You can use almost any vegetables and proteins you like – see my Smoked Salmon Breakfast Frittata for a completely different flavor profile. But for this one, I thought it would be fun to make the frittata into something like a breakfast pizza.
So I start by cooking Italian sausage, then onions, peppers and olives. Meanwhile, I mix eggs with tomato paste (instead of pizza sauce, which would be too runny), nutritional yeast (a dairy-free way to add a cheesy, umami-filled flavor), and traditional pizza seasonings like garlic and oregano.
I pour the egg mixture into the pan with the sausage and vegetables, let it cook for a bit on the stove to set the bottom, and then finish baking it in the oven until it puffs up and is cooked through. Then I simply let it rest for a bit in the pan, slice and serve.

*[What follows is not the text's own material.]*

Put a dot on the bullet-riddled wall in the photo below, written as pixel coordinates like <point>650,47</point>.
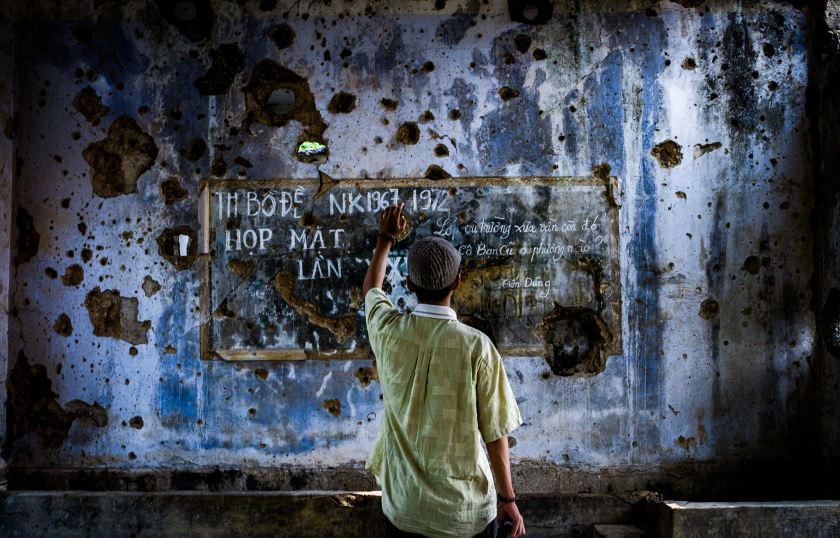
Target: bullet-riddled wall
<point>123,111</point>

I learned from testing the recipe that if you add pepperoni slices before baking, the egg underneath the pepperoni won’t bake, remaining undercooked and runny. So instead I cook the pepperoni separately, drain it on paper towels and add it on top of the frittata once it’s done baking.
But of course, you can use or omit whatever toppings you like. Use any color bell pepper or none at all, cook mushrooms before the onions, use any leftover cooked/roasted vegetables like broccoli or potatoes, omit the meat to make it vegetarian, etc.
Serve it for breakfast, brunch or lunch with toast, a green salad or just as is. And leftovers keep well in the fridge, too.
What you need
Ingredients:
- ¼ pound Italian sausage – You can use up to ½ pound if you want it really meaty, but then you should cut back on some of the other ingredients, like the onion or pepper.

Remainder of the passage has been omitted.